Seventy percent of us admit to marathon TV-watching sessions, according to a new study.

Now playing: Watch this: Are you addicted to binge watching?

If you frequently find yourself binge watching TV shows, take solace in knowing you're not alone.

Seventy percent of US consumers engage in marathon TV-watching sessions, devouring an average of five episodes per sitting, according to a new survey by consulting firm Deloitte. The 10th annual Digital Democracy Survey also found that nearly half of all US consumers subscribe to a streaming media service -- the highest level in the survey's history. And for teens and Millennials (ages 14-32) it's even higher, around 66 percent on average.

The survey's results, released Wednesday, underscore shifting tastes in how people watch TV. Increasingly, consumers are shedding their cable and satellite TV packages and opting for video found online or through streaming-media boxes such as Roku and Apple TV.

"The survey data indicates that consumers are more willing than ever to invest in services to watch whenever, wherever and on whatever device they choose," Gerald Belson, Deloitte vice chairman and US media and entertainment sector leader, said in a statement.

More than half of US consumers subscribe to a video streaming service, a new study finds.

Screenshot by CNET

Deloitte found that nearly a third of us binge watch TV on a weekly basis, and that 53 percent of those consumers who do binge watch are more often in the mood for dramas.

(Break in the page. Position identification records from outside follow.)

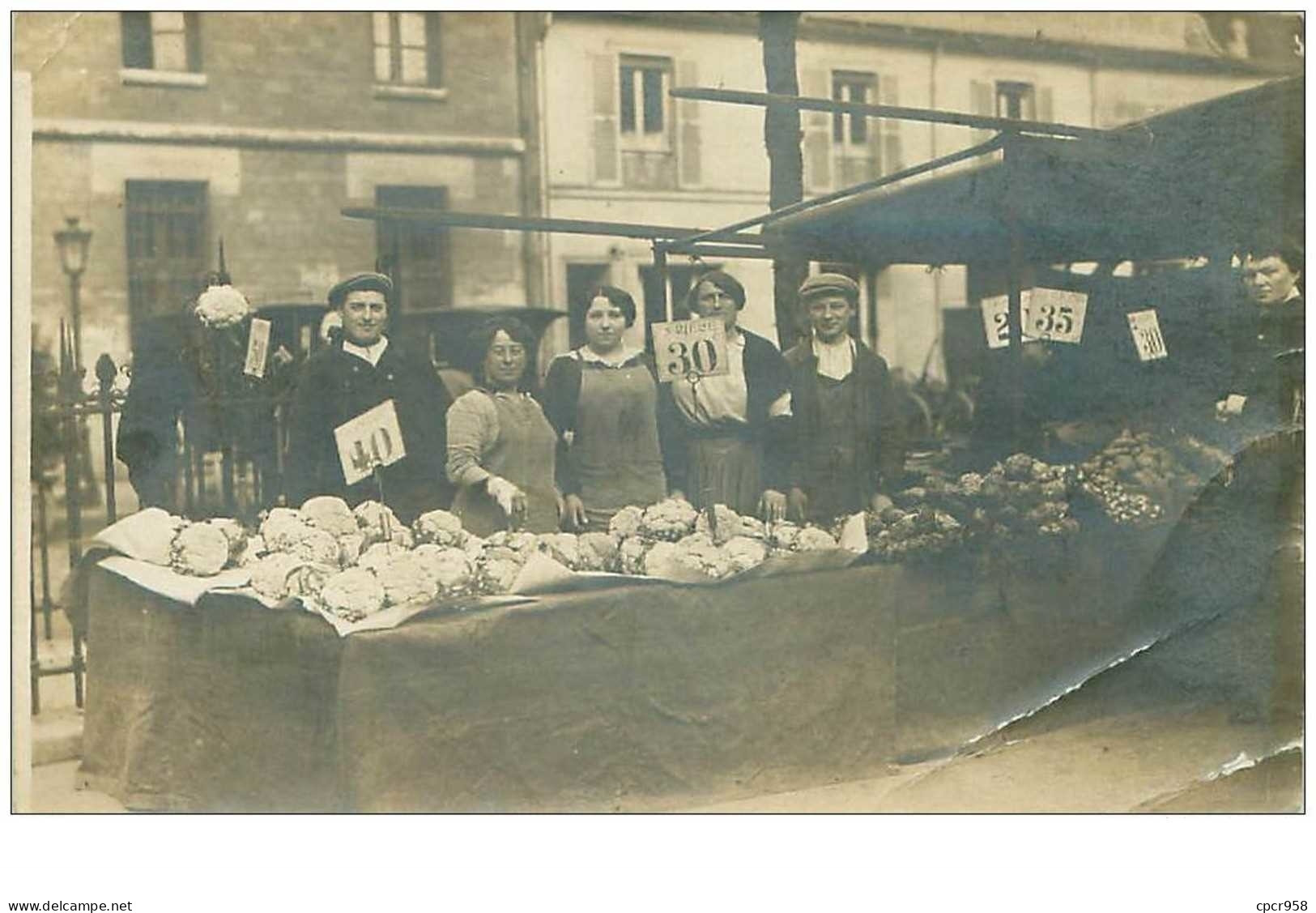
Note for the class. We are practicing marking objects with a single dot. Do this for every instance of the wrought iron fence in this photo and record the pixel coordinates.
(215, 474)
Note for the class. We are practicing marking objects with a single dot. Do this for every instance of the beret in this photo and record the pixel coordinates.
(829, 283)
(362, 282)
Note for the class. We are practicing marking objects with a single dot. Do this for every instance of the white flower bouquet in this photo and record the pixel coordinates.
(220, 307)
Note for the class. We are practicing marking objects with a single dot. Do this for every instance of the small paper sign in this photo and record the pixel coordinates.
(370, 440)
(1056, 314)
(258, 348)
(1147, 335)
(996, 320)
(690, 349)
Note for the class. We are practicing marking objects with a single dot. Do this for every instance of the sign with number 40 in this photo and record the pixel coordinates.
(370, 440)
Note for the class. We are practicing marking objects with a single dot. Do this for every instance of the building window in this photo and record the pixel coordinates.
(166, 246)
(1016, 100)
(414, 254)
(648, 156)
(853, 136)
(582, 278)
(407, 49)
(162, 41)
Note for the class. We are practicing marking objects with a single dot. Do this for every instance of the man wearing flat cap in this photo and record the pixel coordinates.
(846, 446)
(356, 373)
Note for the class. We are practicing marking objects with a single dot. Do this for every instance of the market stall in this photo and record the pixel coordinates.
(978, 599)
(640, 696)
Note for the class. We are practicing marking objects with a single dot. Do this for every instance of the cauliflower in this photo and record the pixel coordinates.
(631, 556)
(564, 548)
(252, 550)
(220, 307)
(498, 575)
(283, 528)
(726, 527)
(627, 523)
(317, 546)
(351, 548)
(753, 528)
(450, 567)
(379, 554)
(598, 552)
(199, 550)
(309, 579)
(440, 528)
(1019, 467)
(699, 552)
(407, 579)
(353, 594)
(330, 514)
(155, 537)
(271, 575)
(970, 484)
(745, 552)
(671, 518)
(379, 524)
(661, 561)
(235, 535)
(812, 538)
(782, 535)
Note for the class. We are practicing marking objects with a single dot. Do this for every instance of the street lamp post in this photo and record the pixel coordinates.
(73, 242)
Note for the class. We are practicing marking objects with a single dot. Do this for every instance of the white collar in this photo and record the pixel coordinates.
(368, 353)
(835, 360)
(615, 361)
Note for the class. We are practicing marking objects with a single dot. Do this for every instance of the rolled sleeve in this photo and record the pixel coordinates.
(471, 429)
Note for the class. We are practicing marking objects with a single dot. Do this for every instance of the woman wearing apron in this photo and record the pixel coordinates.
(500, 447)
(603, 402)
(732, 430)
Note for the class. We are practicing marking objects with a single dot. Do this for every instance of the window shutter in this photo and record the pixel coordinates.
(888, 128)
(688, 122)
(817, 133)
(982, 99)
(607, 164)
(1044, 105)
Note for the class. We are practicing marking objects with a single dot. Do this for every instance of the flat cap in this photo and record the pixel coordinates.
(829, 283)
(362, 282)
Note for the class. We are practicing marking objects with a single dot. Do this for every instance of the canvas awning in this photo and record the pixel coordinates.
(1189, 181)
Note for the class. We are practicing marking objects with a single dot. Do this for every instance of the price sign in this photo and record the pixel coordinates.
(690, 349)
(258, 348)
(996, 320)
(370, 440)
(1147, 335)
(1056, 314)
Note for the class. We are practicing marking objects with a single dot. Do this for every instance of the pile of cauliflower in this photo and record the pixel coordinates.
(1135, 479)
(357, 562)
(673, 540)
(1019, 497)
(220, 307)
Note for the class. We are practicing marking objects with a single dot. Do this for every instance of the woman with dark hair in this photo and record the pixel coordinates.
(500, 447)
(730, 430)
(603, 402)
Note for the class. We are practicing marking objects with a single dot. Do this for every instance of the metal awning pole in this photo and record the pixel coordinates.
(661, 269)
(912, 171)
(1015, 318)
(894, 112)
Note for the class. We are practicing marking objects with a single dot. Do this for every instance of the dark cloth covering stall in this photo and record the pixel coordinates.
(334, 387)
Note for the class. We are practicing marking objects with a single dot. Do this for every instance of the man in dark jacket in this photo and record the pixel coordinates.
(846, 444)
(1267, 346)
(354, 374)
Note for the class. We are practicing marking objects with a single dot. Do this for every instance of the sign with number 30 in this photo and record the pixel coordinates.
(690, 349)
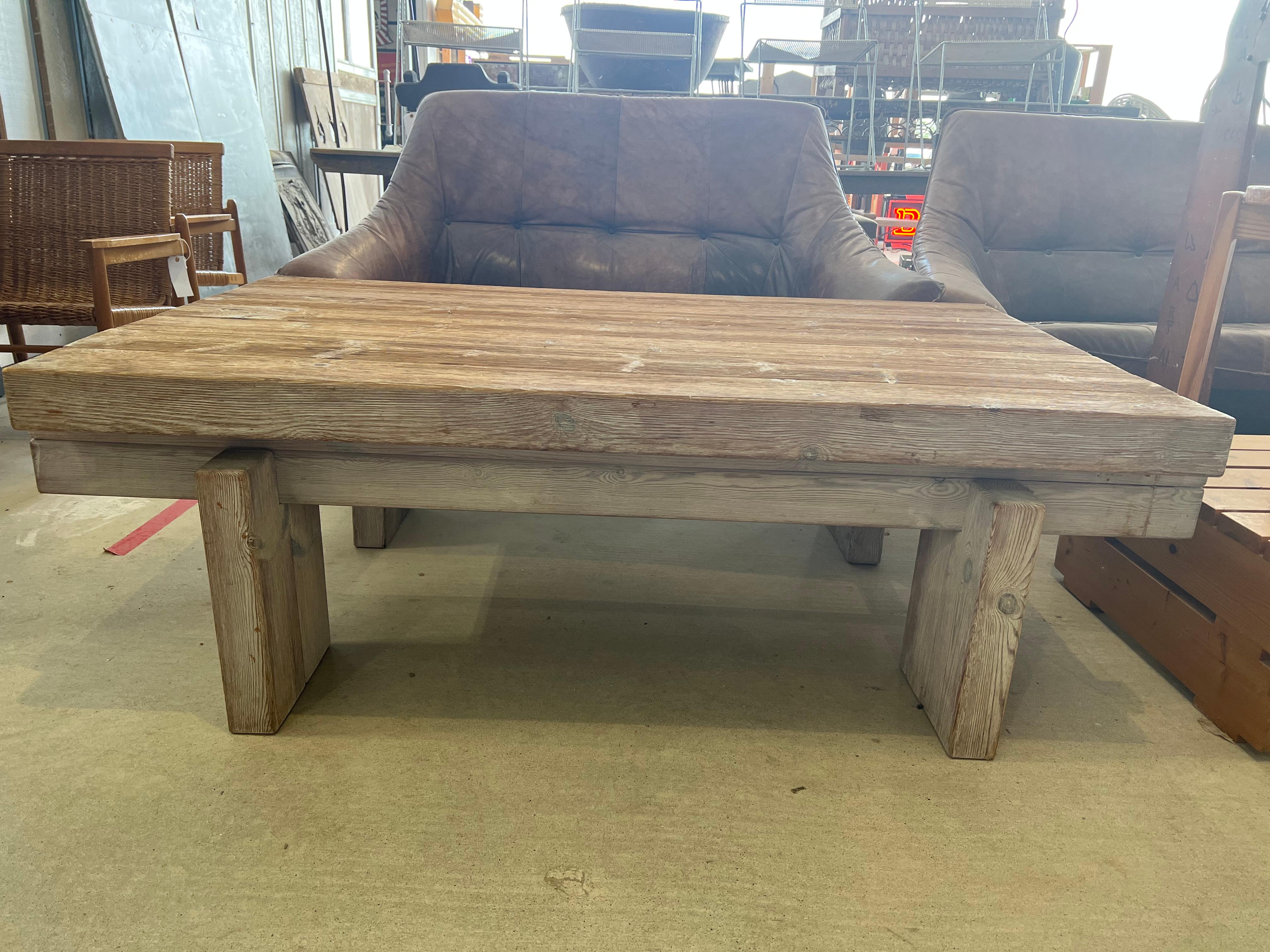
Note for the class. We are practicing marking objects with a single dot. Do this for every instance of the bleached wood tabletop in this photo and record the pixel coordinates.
(291, 393)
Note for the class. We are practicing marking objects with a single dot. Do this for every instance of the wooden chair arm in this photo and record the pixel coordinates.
(124, 249)
(205, 224)
(135, 248)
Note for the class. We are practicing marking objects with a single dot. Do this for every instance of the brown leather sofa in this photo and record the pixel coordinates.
(1070, 223)
(618, 193)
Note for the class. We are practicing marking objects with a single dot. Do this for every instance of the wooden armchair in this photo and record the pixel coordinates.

Streaming services are also capturing more of our disposable income. The survey found that millennials age 26 to 32 who currently pay for streaming video have an average of three subscription services and that millennials age 14 to 25 value their streaming video subscriptions more than pay TV subscriptions.

Despite that shift, we aren't giving video content our full attention. More than 90 percent of consumers surveyed said they multitask while watching TV, with millennials engaging in an average of four other activities, primarily browsing the Internet, using social networks and text messaging.

These shifts in TV consumption behavior are presenting new challenges and opportunities for companies trying to reach consumers, the study found.

"The on-the-go, always-connected consumer is driving cultural changes in content consumption that fundamentally impact how companies connect with and engage consumers," Kevin Westcott, Deloitte's leader of US media and entertainment consulting, said in a statement.

Coupled with the shift to mobile-based consumer experiences, "these changes are disrupting traditional business models -- while at the same time paving the way for newer opportunities for technology, media and entertainment companies to adapt and evolve for the next generation," he said.